中学での説教と戦争
特攻機訓練を受けた先生

大高健次
 これまで34年の人生で、「忘れえぬこと」と言えば、中学生のころの話だ。中学生の僕はあまり先生の言う事を聞かない悪い生徒だった。
 ある時、職員室に呼び出されて1時間くらいお説教を受けた。
 先生は「大高!お前は毎回言う事を聞かない。戦時中だったら許されないゾ!」と言って自分の戦争体験を話してくれた。
 太平洋戦争の末期、まだ10代だった先生はある日夜汽車に乗せられて着いたところは、宮崎県日向市のとある場所だった。

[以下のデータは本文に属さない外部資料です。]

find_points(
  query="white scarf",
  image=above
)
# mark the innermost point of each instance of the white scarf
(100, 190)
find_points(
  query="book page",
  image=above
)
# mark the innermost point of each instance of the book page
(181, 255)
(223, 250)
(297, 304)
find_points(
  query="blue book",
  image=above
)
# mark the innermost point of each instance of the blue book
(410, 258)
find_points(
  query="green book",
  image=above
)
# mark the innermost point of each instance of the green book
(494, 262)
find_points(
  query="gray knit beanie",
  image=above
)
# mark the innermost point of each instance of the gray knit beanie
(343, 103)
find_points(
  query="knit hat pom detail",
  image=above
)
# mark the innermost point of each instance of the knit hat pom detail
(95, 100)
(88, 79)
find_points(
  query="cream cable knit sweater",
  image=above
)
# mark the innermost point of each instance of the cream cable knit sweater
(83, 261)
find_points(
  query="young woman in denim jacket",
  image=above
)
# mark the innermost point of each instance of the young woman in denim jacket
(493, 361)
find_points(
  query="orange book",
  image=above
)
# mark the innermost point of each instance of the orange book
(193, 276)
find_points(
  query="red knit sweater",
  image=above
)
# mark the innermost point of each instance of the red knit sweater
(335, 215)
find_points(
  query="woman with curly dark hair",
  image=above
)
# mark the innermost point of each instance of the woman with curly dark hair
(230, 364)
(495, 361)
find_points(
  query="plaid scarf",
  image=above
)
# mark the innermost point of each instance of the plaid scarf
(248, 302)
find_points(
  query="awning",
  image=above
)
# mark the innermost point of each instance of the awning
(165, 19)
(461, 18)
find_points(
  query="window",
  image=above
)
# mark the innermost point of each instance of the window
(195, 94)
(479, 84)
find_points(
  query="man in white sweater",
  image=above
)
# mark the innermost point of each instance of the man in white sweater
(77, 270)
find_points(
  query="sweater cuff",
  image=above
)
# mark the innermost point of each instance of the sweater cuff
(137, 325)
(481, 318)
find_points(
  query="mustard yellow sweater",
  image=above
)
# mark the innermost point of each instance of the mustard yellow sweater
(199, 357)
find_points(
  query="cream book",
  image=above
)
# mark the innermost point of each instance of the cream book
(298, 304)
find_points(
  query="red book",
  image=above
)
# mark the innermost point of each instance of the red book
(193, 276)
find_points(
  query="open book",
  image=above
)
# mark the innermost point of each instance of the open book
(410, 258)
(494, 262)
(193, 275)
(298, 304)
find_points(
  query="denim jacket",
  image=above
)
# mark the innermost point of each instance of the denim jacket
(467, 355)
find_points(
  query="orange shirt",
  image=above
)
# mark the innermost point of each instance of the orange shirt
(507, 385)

 それから毎日毎日、小高い丘からグライダーのような物で目標物に向かって飛び降りる訓練を受けた。いったい何のためにこんな事をしているのかもわからず、知らされもせず、目標物に当らないと殴られた。そんな事を繰り返しているうちに、終戦になってしまった。
 終戦からしばらく経って、日向での訓練は特攻機「桜花」のパイロットになるための数ヶ月だったことがわかった。
 その話を聞いていた僕は訳がわからず「ヘェ〜」くらいの感じだった。しかしその後松本零士さんの戦争マンガ『コックピット』で「桜花」を描いた作品を読んで鳥肌が立った。
 「桜花」は一式陸攻という型の飛行機で1トン近くの爆薬を積み、ジェットエンジンで音速を超えるスピードで、敵の戦艦や空母に体当たりする。先生は「桜花」のパーツになるところだったのだ。戦争はとんでもない物まで作り出す狂気の世界だ。
 1時間のお説教の最後の言葉に「あと1年戦争が延びていたら、お前に説教なんかできる人間じゃなかったんだぞ!」
 イラク戦争の報道を見ると、あの時のお説教の1時間を思い出す。